January 9, 2020
Mike Lee And Rand Paul Emerge As Donald Trump Critics As Administration Seeks To Escalate Tensions With Iran

President Donald Trump appears to be pushing the United States toward conflict with Iran. Following the assassination of Gen. Qassem Soleimani, commander of the Iranian Revolutionary Guards' Quds force, top administration officials — including Vice President Mike Pence and Secretary of State Mike Pompeo — scrambled to offer justifications for the latest round of escalations.

Pence suggested that Soleimani helped carry out the Sept. 11 attacks on the World Trade Center, and Pompeo argued that the assassination is meant to bring about peace and force Iran back to the negotiating table. Amid escalating tensions between the two countries, two dissenting Republican voices have emerged. Sens. Rand Paul of Kentucky and Mike Lee of Utah are emerging as vocal critics of the Trump administration's foreign policy, according to The Washington Post.

On Wednesday afternoon, following a briefing on the strike killing Soleimani, Lee unloaded on the administration, describing the meeting as "probably the worst briefing I've seen at least on a military issue in the nine years I've served in the United States Senate." Lee added that he found the briefing "insulting" and "demeaning" to the Constitution, making it clear that he will support congressional efforts to limit Trump's war powers.

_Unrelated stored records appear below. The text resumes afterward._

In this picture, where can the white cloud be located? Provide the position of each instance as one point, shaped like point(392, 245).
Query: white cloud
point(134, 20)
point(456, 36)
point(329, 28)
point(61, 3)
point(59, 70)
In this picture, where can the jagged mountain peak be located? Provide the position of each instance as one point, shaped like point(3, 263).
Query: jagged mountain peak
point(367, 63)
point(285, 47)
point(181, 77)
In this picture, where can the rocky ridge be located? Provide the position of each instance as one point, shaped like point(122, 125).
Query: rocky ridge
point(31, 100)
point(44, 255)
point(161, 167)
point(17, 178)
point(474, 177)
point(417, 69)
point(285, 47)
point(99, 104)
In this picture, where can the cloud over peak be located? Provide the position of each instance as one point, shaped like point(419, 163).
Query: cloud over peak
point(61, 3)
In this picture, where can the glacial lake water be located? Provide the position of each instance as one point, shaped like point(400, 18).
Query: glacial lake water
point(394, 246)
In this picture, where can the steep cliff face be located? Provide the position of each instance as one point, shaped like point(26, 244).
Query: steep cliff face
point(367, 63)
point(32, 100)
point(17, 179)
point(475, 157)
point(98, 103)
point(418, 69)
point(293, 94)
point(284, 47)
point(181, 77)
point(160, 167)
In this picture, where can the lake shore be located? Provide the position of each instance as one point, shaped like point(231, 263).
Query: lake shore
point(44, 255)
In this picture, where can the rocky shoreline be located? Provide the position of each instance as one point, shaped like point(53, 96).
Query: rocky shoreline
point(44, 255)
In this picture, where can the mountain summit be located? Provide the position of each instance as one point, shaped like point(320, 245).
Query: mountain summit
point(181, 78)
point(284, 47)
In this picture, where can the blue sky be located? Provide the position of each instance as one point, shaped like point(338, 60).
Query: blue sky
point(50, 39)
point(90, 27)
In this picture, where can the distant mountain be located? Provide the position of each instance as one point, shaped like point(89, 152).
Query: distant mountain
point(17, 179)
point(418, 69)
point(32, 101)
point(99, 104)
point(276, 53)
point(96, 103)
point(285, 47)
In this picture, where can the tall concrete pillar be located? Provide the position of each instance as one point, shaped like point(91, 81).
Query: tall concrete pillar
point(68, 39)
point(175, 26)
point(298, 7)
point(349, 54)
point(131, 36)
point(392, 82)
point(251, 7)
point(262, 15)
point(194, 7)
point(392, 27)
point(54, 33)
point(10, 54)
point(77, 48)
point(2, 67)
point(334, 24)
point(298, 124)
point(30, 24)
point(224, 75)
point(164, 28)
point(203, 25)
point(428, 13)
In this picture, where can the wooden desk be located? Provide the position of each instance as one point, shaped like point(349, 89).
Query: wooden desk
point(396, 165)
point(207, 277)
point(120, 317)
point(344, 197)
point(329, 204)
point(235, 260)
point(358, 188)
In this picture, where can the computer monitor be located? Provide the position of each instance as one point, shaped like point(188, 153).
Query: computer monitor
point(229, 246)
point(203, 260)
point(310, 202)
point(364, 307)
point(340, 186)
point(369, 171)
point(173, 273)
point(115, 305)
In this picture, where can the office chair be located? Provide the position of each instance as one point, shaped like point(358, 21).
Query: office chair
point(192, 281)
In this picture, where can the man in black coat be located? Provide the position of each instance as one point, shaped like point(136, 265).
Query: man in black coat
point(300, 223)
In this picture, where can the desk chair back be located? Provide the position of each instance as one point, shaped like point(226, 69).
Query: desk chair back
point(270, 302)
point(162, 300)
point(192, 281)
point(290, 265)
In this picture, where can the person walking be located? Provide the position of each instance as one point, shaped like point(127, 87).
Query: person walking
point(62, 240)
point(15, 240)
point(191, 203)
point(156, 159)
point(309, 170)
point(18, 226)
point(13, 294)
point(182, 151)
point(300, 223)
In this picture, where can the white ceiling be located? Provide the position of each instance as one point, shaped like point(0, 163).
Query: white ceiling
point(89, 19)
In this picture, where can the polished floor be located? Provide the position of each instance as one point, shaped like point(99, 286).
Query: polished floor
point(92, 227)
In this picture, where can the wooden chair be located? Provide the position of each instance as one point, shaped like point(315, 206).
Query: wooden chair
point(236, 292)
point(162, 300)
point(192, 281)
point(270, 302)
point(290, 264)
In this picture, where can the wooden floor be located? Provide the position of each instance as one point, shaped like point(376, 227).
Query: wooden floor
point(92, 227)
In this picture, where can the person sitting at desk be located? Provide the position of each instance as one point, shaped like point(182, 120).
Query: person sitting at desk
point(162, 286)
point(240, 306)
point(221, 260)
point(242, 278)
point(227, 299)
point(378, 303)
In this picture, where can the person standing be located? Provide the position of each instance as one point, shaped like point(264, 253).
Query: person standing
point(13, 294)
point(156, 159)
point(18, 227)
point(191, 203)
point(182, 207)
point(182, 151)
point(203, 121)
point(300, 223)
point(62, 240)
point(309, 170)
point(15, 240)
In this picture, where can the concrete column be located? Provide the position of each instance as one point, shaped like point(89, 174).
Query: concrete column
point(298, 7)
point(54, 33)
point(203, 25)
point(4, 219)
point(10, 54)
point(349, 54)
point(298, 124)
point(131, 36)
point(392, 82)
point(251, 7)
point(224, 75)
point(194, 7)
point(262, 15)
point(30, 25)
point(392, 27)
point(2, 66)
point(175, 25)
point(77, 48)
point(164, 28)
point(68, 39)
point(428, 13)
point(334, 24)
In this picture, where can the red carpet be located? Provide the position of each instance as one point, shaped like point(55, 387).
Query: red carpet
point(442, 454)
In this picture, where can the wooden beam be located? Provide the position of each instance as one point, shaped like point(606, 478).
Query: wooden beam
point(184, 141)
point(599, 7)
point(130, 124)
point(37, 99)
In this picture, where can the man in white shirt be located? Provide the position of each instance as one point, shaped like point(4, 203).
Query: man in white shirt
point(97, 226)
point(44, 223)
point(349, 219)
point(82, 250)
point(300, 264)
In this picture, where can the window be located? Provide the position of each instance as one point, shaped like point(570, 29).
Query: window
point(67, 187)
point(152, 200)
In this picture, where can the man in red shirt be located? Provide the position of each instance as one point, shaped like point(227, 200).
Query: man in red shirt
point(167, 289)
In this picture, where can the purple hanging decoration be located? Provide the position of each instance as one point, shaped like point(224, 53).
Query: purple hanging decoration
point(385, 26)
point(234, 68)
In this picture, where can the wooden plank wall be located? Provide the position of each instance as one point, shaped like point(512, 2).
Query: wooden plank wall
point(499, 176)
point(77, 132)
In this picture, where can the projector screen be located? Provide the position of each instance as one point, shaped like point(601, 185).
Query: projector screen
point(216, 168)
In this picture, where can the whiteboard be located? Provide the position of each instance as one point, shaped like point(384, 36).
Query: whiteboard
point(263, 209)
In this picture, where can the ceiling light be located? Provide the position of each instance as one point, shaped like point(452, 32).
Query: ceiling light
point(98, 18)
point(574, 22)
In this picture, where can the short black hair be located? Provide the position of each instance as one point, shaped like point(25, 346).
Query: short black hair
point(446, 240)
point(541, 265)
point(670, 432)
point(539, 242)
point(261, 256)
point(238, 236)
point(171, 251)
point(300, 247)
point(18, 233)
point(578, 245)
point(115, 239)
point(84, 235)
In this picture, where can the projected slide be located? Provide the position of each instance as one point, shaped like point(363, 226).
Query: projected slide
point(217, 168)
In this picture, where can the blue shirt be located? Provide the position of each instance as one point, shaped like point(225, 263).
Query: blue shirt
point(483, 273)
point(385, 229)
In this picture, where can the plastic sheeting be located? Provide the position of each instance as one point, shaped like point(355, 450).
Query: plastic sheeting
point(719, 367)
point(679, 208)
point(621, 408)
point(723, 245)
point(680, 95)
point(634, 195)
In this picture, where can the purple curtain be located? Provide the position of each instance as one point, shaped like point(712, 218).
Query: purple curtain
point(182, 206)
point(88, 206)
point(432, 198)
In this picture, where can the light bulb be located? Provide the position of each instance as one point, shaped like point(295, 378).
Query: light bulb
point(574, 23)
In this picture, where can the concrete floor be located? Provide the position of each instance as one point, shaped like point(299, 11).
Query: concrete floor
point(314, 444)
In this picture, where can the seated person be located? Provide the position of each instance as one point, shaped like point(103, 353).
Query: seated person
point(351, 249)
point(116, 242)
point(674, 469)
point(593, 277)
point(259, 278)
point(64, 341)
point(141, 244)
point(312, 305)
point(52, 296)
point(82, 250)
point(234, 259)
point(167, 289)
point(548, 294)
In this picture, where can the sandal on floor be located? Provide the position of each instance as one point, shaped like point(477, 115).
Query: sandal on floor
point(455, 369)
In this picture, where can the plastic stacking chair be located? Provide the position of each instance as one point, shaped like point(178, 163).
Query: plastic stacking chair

Paul turned his attention to Republican operatives and lawmakers, many of whom made a conscious effort to equate opposition to Trump's escalations to supporting the Iranian government. Sen. Lindsey Graham of South Carolina, for instance, accused Paul and Lee of "empowering the enemy." Similarly, former U.S. Ambassador to the United Nations Nikki Haley accused Democrats of mourning Soleimani's death.

"I think it's sad when people have this fake sort of drape of patriotism, and anybody that disagrees with them is not a patriot," Paul said. "I think that's a low, gutter type of response," the libertarian-leaning senator continued, adding that those equating opposition to war with lack of patriotism "insult" the Constitution.

In previous media interviews, the Kentucky Republican was even more vocal in his criticism, singling out Pompeo by name. The secretary of state, Paul said, is "brain-dead" if he actually thinks Soleimani's murder will improve the relationship between Iran and the United States. On the contrary, according to Paul, the Trump administration's latest actions signify "the death of diplomacy with Iran."

Writing that it is "shameful" that only two Republicans are standing up to Trump, The Washington Post's Jennifer Rubin concluded the following.

"This episode, we pray, serves as a wake-up call to them and their colleagues as to the dangers posed by an autocratic president and his party lackeys who are content to see him shred the Constitution."
Multiple war powers resolutions have been introduced by various Democrats in Congress. On Thursday, as NBC News reported, the House will vote on a resolution put forward by Speaker Nancy Pelosi.

Via Twitter, Trump urged House Republicans to vote against the measure.

Pelosi has indicated that she could also bring up two similar bills meant to limit Trump's power: one by California Rep. Ro Khanna and another by Rep. Barbara Lee.